Welfare agency Centrelink has revealed it is moving to simplify its mid-range server fleet, cutting down on costs in the process.
The project -- dubbed Refresh 5.9 -- is "a significant new initiative aimed at introducing new mid-range server platforms that are standardised and more manageable, with reduced costs in terms of resource utilisation and operational support," Centrelink said in tender documents released last week.
Centrelink has a large fleet of mid-range servers, running Solaris, Linux and Windows operating systems.
Like other local organisations such as the Australian Bureau of Statistics, the University of Western Sydney and the federal Department of Veterans' Affairs, virtualisation technology will be key to Centrelink's server consolidation plan.
Virtualisation allows servers to run more than one operating system simultaneously, while maintaining the security and performance of each. The technology is allowing some companies to take advantage of unused processing power in their datacentres.
"In order for Centrelink to transform its computing platforms to better meet future demands, the introduction and use of key enabling technologies in the form of server virtualisation is required," the tender documents said.
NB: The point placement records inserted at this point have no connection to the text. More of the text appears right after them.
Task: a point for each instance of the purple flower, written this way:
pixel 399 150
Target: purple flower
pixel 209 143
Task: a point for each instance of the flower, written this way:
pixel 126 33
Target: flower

One of Centrelink's goals is to consolidate its applications onto fewer servers. It will also, for example, use virtualisation to separate mutually incompatible applications, and take a more automatic approach to deploying and managing its operating system environments.
Centrelink has settled on the use of VMWare's popular virtualisation software for its servers running on x86 hardware. It will soon purchase multiple licences of the vendor's VirtualCentre solution, as well as other products from the EMC subsidiary.
Centrelink's technology operations are headed up by chief information officer John Wadeson.